There is a word of caution I thought I'd share with those who are aspiring to join the IAS and other civil services in India – that they will effectively become ENEMIES of the Indian people. There is virtually no way to escape from that outcome.
A picture below that I shared on FB (It is a slight tweak of something I found on FB):
And now some comments I shared on FB:
We DO NOT need the IAS. It is a DISASTER. We need a merit-based contractual appointment system. The IAS is poison for India. With a modern administrative system India will do FAR better. And, of course, we need excellent politicians as well. (read http://bfn.sabhlokcity.com/)
[Those who join the IAS are] the implicit SUPPORTERS of corruption and socialism.
[Those who want to join the IAS] must closely watch out for the 'system'. If you allow yourself to be co-opted and therefore serve the corrupt, you will become the enemy of the people.
Reminder: My Times of India article: http://articles.timesofindia.indiatimes.com/2007-07-30/edit-page/27952090_1_ias-officers-bureaucracy-public-sector
The Indian Administrative Service might have made sense in 1947, in the face of the limitations of time to work out alternative, better forms of administration. But the IAS makes no sense now.
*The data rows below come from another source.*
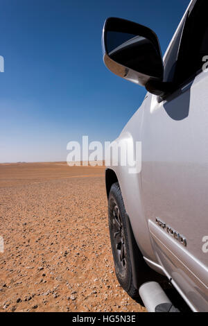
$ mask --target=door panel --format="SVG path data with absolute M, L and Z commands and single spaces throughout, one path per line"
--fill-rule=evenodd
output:
M 157 239 L 152 230 L 153 244 L 173 280 L 183 280 L 189 274 L 193 284 L 191 291 L 202 298 L 195 300 L 197 309 L 205 307 L 205 300 L 208 302 L 207 278 L 202 277 L 205 271 L 208 275 L 208 253 L 202 250 L 202 238 L 208 235 L 207 89 L 208 74 L 201 73 L 166 101 L 158 103 L 156 96 L 149 95 L 142 134 L 141 180 L 146 218 L 156 225 L 159 218 L 187 239 L 184 247 L 166 229 L 158 227 Z M 168 238 L 167 250 L 164 241 Z M 186 252 L 184 263 L 181 255 Z M 180 282 L 180 286 L 190 297 L 187 283 Z

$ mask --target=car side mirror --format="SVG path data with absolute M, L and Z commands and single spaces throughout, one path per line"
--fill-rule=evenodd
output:
M 157 85 L 162 88 L 164 65 L 158 38 L 152 30 L 121 18 L 107 18 L 102 44 L 104 62 L 112 72 L 157 95 L 162 92 Z

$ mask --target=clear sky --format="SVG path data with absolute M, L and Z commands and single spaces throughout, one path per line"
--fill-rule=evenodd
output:
M 146 25 L 164 53 L 189 0 L 0 0 L 0 162 L 66 160 L 67 144 L 112 141 L 144 88 L 103 63 L 107 17 Z

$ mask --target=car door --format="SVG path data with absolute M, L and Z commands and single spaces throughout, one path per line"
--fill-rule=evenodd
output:
M 205 10 L 207 1 L 200 1 L 189 12 L 171 70 L 177 87 L 165 98 L 148 94 L 141 137 L 142 194 L 152 244 L 194 311 L 208 309 L 208 253 L 203 250 L 208 235 Z

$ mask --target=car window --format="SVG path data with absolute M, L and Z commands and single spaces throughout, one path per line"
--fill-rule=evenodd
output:
M 176 62 L 174 82 L 183 84 L 202 71 L 208 55 L 208 1 L 198 0 L 185 22 Z

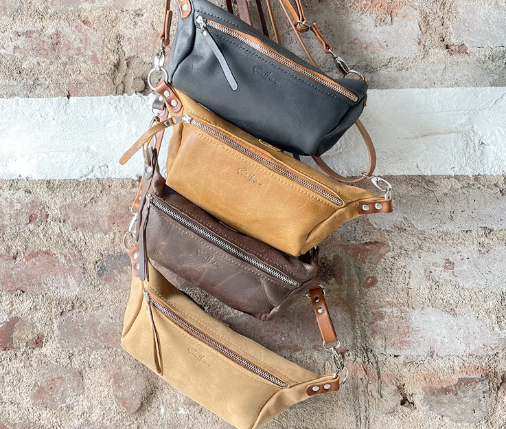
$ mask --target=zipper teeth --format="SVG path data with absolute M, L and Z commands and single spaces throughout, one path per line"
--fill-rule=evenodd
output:
M 232 254 L 234 256 L 236 256 L 237 258 L 241 259 L 242 261 L 244 261 L 244 262 L 246 262 L 247 263 L 253 265 L 253 267 L 255 267 L 256 268 L 258 268 L 259 270 L 266 272 L 273 277 L 275 277 L 278 280 L 281 280 L 281 281 L 288 283 L 290 286 L 299 286 L 299 283 L 296 280 L 290 278 L 288 276 L 285 275 L 275 268 L 273 268 L 271 265 L 268 265 L 262 262 L 261 261 L 259 261 L 256 258 L 253 257 L 251 255 L 246 253 L 245 252 L 243 252 L 235 245 L 231 245 L 228 241 L 223 240 L 218 235 L 213 234 L 210 231 L 208 231 L 207 230 L 202 228 L 200 226 L 195 223 L 194 222 L 192 222 L 187 217 L 185 217 L 178 213 L 176 211 L 172 210 L 171 208 L 167 206 L 165 204 L 163 204 L 160 201 L 154 199 L 152 196 L 151 196 L 151 198 L 149 199 L 149 201 L 153 206 L 154 206 L 154 207 L 156 207 L 159 210 L 163 212 L 168 216 L 170 216 L 180 223 L 184 225 L 189 229 L 192 230 L 194 232 L 196 232 L 197 234 L 198 234 L 198 235 L 204 237 L 208 241 L 217 245 L 230 254 Z
M 301 74 L 303 74 L 305 76 L 310 78 L 312 79 L 313 80 L 316 80 L 319 83 L 323 85 L 323 86 L 327 87 L 327 88 L 330 88 L 331 89 L 333 89 L 336 92 L 338 92 L 340 94 L 345 96 L 345 97 L 349 98 L 351 100 L 356 102 L 358 101 L 358 97 L 353 94 L 351 91 L 349 91 L 346 88 L 343 88 L 341 85 L 337 85 L 336 83 L 332 83 L 330 82 L 328 82 L 325 79 L 323 79 L 323 78 L 319 76 L 317 74 L 314 74 L 308 69 L 306 69 L 304 67 L 302 67 L 299 64 L 297 64 L 295 61 L 292 61 L 292 60 L 289 60 L 287 58 L 285 58 L 281 55 L 279 55 L 276 51 L 271 50 L 268 47 L 266 47 L 264 46 L 263 45 L 260 45 L 260 43 L 257 43 L 255 42 L 253 42 L 253 41 L 249 40 L 246 37 L 244 37 L 242 34 L 239 34 L 237 32 L 235 32 L 231 28 L 229 28 L 228 27 L 225 27 L 225 25 L 222 25 L 221 24 L 218 23 L 215 23 L 212 21 L 207 21 L 207 25 L 209 27 L 211 27 L 213 28 L 215 28 L 216 30 L 218 30 L 220 32 L 222 32 L 225 33 L 226 34 L 228 34 L 229 36 L 231 36 L 232 37 L 234 37 L 237 38 L 238 40 L 240 41 L 245 45 L 247 45 L 250 47 L 253 47 L 253 49 L 260 51 L 264 55 L 266 55 L 267 56 L 270 56 L 273 59 L 275 60 L 278 63 L 281 63 L 284 65 L 286 65 L 287 67 L 289 67 L 290 68 L 295 69 L 299 73 Z
M 239 355 L 235 353 L 229 349 L 227 349 L 227 347 L 222 346 L 219 342 L 215 341 L 211 337 L 207 336 L 203 332 L 196 328 L 194 326 L 183 320 L 177 314 L 171 311 L 169 309 L 166 308 L 165 307 L 158 302 L 158 301 L 152 299 L 149 292 L 147 292 L 147 296 L 150 302 L 151 302 L 157 309 L 158 309 L 160 311 L 161 311 L 168 318 L 169 318 L 177 324 L 184 327 L 186 329 L 189 331 L 194 337 L 204 340 L 206 343 L 218 350 L 222 355 L 225 355 L 227 358 L 229 358 L 242 366 L 244 366 L 251 372 L 255 373 L 262 378 L 268 380 L 271 383 L 273 383 L 277 386 L 279 386 L 280 387 L 286 387 L 288 386 L 288 384 L 285 383 L 285 382 L 284 382 L 283 380 L 279 380 L 272 374 L 270 374 L 267 371 L 252 364 L 249 361 L 246 360 L 243 358 L 241 358 Z
M 227 144 L 229 144 L 232 147 L 233 147 L 235 149 L 237 149 L 238 151 L 240 151 L 240 152 L 242 152 L 242 153 L 246 155 L 247 156 L 253 158 L 255 160 L 258 161 L 259 162 L 263 164 L 264 165 L 267 166 L 270 168 L 275 170 L 277 173 L 283 175 L 284 176 L 288 177 L 288 179 L 290 179 L 293 180 L 294 182 L 297 182 L 297 183 L 306 186 L 308 189 L 310 189 L 313 192 L 317 192 L 317 194 L 319 194 L 322 197 L 324 197 L 329 201 L 331 201 L 334 204 L 337 204 L 338 206 L 342 206 L 343 204 L 343 200 L 337 198 L 334 195 L 332 195 L 329 192 L 327 192 L 325 189 L 322 189 L 319 186 L 317 186 L 313 183 L 311 183 L 310 182 L 308 182 L 307 180 L 304 180 L 303 179 L 301 179 L 299 176 L 297 175 L 293 174 L 292 173 L 290 173 L 288 170 L 285 170 L 284 168 L 282 168 L 277 164 L 275 164 L 274 162 L 271 162 L 271 161 L 266 160 L 265 158 L 260 156 L 259 155 L 257 155 L 254 152 L 252 152 L 251 151 L 249 151 L 246 148 L 245 148 L 242 144 L 239 144 L 235 140 L 233 140 L 230 138 L 227 137 L 227 135 L 225 135 L 222 134 L 221 133 L 219 133 L 216 130 L 215 130 L 213 128 L 211 128 L 210 126 L 208 126 L 205 124 L 203 124 L 202 122 L 196 120 L 196 119 L 194 119 L 193 118 L 190 118 L 189 123 L 192 125 L 195 125 L 196 126 L 198 126 L 198 128 L 202 129 L 207 133 L 209 133 L 209 134 L 211 134 L 214 137 L 220 139 L 220 140 L 224 141 Z

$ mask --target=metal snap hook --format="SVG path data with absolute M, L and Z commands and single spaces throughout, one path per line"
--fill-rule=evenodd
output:
M 151 81 L 151 77 L 152 76 L 153 73 L 154 73 L 155 72 L 161 72 L 163 80 L 165 82 L 169 81 L 169 72 L 167 71 L 166 69 L 165 69 L 164 67 L 161 67 L 159 69 L 157 68 L 156 67 L 153 67 L 150 70 L 150 72 L 148 74 L 148 85 L 149 85 L 149 87 L 151 88 L 151 89 L 152 89 L 153 91 L 157 90 L 156 86 L 159 83 L 160 83 L 160 82 L 161 82 L 161 80 L 160 80 L 157 82 L 156 85 L 154 85 L 152 84 Z

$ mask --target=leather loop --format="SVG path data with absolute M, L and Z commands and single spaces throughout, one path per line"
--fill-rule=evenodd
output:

I think it stopped making sense perhaps from 1950. Three years from independence was enough time for the Constituent Assembly to work out a better model of civil service for India, but clearly the Constituent Assembly did not put its mind to this question, and unthinkingly brought in unprecedented job security for this hopelessly outdated colonial service.
I've explained at considerable length in BFN why the IAS must go if it doesn't reform itself. But that was written in 2006-07. That position is outdated. Today I can see clearly that the IAS did not pay heed to the writing on the wall. There is no more time for molly-coddling this service (also given that the font of its learning, LBSNAA, is no longer clean).
This TOI article explains this clearly. Mammoth corruption – TENS OF CRORES OF RUPEES. The corruption in the IAS has now become so massive one can't even dream of it size. This is clearly the WORST CIVIL SERVICE in the world. And these CORRUPT IDIOTS want government to pay for the costs of their legal defense when facing prosecution, and that they should be examined by the CBI in their offices and not in the CBI's!
WHY ARE WE TOLERATING THIS ANTIQUATED, ANTEDILUVIAN, IRRELEVANT, INCOMPETENT AND LARGELY CORRUPT CIVIL SERVICE?
Says Jayaprakash Narayan: "Civil servants are protected by Article 311 of the Constitution to give them independence. IAS officers get huge discretionary powers. They can't say 'We will have the power but no accountability'. They cannot absolve themselves of wrongdoing by saying 'We were following orders'."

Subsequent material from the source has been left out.